In the previous chapter we identified important confounding factors and explanatory variables. scater allows one to account for these variables in subsequent statistical models or to condition them out using `normaliseExprs()`, if so desired. This can be done by providing a design matrix to `normaliseExprs()`. We are not covering this topic here, but you can try to do it yourself as an exercise.

Instead we will explore how simple size-factor normalisations correcting for library size can remove the effects of some of the confounders and explanatory variables.

## Library size

Library sizes vary because scRNA-seq data is often sequenced on highly multiplexed platforms the total reads which are derived from each cell may differ substantially.
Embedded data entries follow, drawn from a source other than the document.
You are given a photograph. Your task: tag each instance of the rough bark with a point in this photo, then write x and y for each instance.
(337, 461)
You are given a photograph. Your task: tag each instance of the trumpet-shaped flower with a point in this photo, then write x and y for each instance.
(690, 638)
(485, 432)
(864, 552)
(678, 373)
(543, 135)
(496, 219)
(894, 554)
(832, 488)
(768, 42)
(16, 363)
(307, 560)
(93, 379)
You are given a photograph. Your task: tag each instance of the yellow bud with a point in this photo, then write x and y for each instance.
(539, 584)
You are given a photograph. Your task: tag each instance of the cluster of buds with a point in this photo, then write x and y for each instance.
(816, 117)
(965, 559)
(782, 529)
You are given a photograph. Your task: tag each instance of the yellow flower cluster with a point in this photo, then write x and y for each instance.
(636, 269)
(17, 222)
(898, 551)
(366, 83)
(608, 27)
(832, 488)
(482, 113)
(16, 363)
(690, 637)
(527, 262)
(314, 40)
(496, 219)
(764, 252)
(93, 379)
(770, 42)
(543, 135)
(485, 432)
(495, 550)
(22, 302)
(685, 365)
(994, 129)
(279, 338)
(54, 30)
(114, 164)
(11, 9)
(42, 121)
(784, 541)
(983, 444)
Some quantification methods
(eg. [Cufflinks](http://cole-trapnell-lab.github.io/cufflinks/), [RSEM](http://deweylab.github.io/RSEM/)) incorporated library size when determining gene expression estimates thus do not require this normalization.

However, if another quantification method was used then library size must be corrected for by multiplying or dividing each column of the expression matrix by a "normalization factor" which is an estimate of the library size relative to the other cells. Many methods to correct for library size have been developped for bulk RNA-seq and can be equally applied to scRNA-seq (eg. UQ, SF, CPM, RPKM, FPKM, TPM). 


## Normalisations

The simplest way to normalize this data is to convert it to counts per
million (__CPM__) by dividing each column by its total then multiplying by
1,000,000. Note that spike-ins should be excluded from the
calculation of total expression in order to correct for total cell RNA
content, therefore we will only use endogenous genes.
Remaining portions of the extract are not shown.